Bu temel soruyo soruyor olmamız hak kavramının kendinde şey olarak tartışılması anlamı taşıyor. Tabii ki bu soru, konuştuğumuz epistemolojik alanı siyaset felsefesine kaydırıyor. Daha önce Türkiyeli okurun Paradigma Yayınları'ndan çıkan Politika Felsefesi Nedir? kitabıyla tanıştığı Leo Strauss bu sefer Say Yayınları'ndan çıkan Doğal Hak ve Tarih kitabıyla bu konuyu tartışıyor. Strauss Nazi Almanya'sından ilginç bir biçimde Carl Schmitt'in referans mektubuyla Fransa'ya kaçabilmesi onun modern tinin temel problemlerinden birisiyle yüzleştiği anlamını taşıyor. Bu durum kendisinin yaşamında moderniteye yapacağı eleştirilerde etkili oluyor.

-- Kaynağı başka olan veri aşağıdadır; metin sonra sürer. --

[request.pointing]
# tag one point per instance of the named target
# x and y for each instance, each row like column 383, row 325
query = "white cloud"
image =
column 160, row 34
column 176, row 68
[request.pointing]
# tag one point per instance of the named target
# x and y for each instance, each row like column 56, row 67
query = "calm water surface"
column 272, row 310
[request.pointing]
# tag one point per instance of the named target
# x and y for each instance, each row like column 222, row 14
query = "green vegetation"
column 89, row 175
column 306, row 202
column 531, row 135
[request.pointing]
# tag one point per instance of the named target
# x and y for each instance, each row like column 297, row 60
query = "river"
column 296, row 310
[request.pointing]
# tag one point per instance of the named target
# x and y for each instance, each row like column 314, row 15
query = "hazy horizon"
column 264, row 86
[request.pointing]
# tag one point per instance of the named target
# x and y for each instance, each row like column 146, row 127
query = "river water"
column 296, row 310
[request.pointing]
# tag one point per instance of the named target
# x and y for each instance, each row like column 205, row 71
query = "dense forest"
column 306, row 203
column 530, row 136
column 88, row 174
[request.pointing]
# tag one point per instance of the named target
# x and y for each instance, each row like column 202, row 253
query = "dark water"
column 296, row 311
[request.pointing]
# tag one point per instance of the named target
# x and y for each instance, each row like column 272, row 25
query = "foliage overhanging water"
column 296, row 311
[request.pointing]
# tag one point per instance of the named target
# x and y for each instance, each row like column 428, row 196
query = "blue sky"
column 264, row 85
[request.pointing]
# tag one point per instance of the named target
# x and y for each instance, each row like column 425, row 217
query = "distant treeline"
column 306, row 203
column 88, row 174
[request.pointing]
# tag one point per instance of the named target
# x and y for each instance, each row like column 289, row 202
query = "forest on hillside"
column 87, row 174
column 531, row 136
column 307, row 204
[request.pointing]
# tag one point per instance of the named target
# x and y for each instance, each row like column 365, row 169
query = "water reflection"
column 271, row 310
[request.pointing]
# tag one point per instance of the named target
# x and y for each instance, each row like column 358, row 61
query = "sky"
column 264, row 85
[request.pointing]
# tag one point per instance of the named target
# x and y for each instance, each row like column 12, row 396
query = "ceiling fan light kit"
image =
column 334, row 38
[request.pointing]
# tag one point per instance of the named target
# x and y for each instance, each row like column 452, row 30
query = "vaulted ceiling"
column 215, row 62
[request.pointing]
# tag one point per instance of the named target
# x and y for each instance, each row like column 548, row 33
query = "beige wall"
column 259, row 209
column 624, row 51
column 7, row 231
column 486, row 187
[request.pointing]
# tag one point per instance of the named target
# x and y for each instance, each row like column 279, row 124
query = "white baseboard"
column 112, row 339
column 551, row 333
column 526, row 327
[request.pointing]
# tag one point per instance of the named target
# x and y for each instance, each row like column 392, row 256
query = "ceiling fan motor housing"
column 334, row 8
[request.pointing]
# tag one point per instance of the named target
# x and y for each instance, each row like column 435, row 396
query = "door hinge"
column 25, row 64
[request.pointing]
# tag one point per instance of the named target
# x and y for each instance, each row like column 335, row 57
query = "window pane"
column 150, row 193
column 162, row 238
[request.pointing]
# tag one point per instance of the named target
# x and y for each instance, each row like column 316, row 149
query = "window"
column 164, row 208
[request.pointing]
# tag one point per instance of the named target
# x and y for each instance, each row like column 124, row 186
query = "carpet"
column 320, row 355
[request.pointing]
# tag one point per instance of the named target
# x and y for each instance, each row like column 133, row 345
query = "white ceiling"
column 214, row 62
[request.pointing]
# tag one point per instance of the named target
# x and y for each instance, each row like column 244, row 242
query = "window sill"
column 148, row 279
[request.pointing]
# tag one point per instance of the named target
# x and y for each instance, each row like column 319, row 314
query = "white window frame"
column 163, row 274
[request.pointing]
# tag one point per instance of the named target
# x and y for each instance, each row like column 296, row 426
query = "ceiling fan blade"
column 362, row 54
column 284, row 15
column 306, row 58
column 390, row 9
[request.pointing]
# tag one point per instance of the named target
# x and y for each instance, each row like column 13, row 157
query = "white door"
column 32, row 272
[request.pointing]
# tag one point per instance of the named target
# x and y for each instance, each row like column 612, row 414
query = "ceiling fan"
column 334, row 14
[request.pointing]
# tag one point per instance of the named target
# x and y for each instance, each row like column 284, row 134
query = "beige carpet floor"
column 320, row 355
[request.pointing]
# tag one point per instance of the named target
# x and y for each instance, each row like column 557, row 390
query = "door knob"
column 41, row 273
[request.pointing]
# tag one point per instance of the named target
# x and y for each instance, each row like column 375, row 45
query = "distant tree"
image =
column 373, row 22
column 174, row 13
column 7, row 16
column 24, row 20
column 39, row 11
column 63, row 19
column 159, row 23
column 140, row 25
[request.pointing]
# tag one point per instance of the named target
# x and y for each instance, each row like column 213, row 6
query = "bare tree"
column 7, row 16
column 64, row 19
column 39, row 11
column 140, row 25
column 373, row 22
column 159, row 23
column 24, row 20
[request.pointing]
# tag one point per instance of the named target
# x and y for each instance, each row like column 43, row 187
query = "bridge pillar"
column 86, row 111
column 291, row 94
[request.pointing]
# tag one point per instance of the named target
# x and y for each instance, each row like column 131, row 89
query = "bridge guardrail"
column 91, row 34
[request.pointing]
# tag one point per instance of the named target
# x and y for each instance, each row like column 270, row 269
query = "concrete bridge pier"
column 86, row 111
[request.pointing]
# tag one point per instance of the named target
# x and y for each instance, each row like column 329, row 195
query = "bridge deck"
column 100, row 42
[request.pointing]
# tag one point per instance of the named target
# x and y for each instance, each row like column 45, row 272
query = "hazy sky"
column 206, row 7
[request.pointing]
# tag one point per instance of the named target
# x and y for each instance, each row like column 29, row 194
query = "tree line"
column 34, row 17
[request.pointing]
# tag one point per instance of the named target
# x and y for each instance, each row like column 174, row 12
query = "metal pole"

Bu durum aslında ona göre; politika felsefesinin bir krizidir.

Modern yaşamın temel ikilemi

Hak kavramını irdelerken onun izleğini elbette modern öncesi hak kavramı ile yaşamış olduğu dönemin hak kavramının ne anlama geldiği veya geleceği oluşturuyor. Nitekim iki farklı epistemolojik alandan ilkinde bu kavramı felsefi olarak tartışırken, diğer epistemolojik alanda kendisi Nazilerden kaçmak zorunda kalıyor. Bu durum aslında modern yaşamın temel ikilemi.

Hak kavramının tanımlanması

Onun izleğinde hak, tarihsel yaklaşımda Hegel'in örneğini izler. Tarihsel köken olarak Antik Yunan'a Sokrates'e dayandırdığı hak kavramı modern dönemde Hobbes ve Locke kendini bulmaktadır. Diğer taraftan Rousseau ve Burke'de doğal hak kavramı eleştiriye uğramaktadır. Buradaki temel sorun şudur. Modern dönem öncesinde erekbilimsel (teleological) evren görüşüyle bağlantılıdır. Diğer bir deyişle evren tasavvurunda metafizik ögeler hak kavramını tanımlamaktadır. Modern düşüncenin seküler bir teoloji olduğu fikri hak kavramının kendinde şey olarak problemli hale getirmektedir. Hak kavramına anlamına veren aşkın alandaki kavramın değişimi politika felsefesini sorunlu hale getirmiştir. Yani reel politik ve ahlak arasındaki sorunu ortaya çıkarmıştır.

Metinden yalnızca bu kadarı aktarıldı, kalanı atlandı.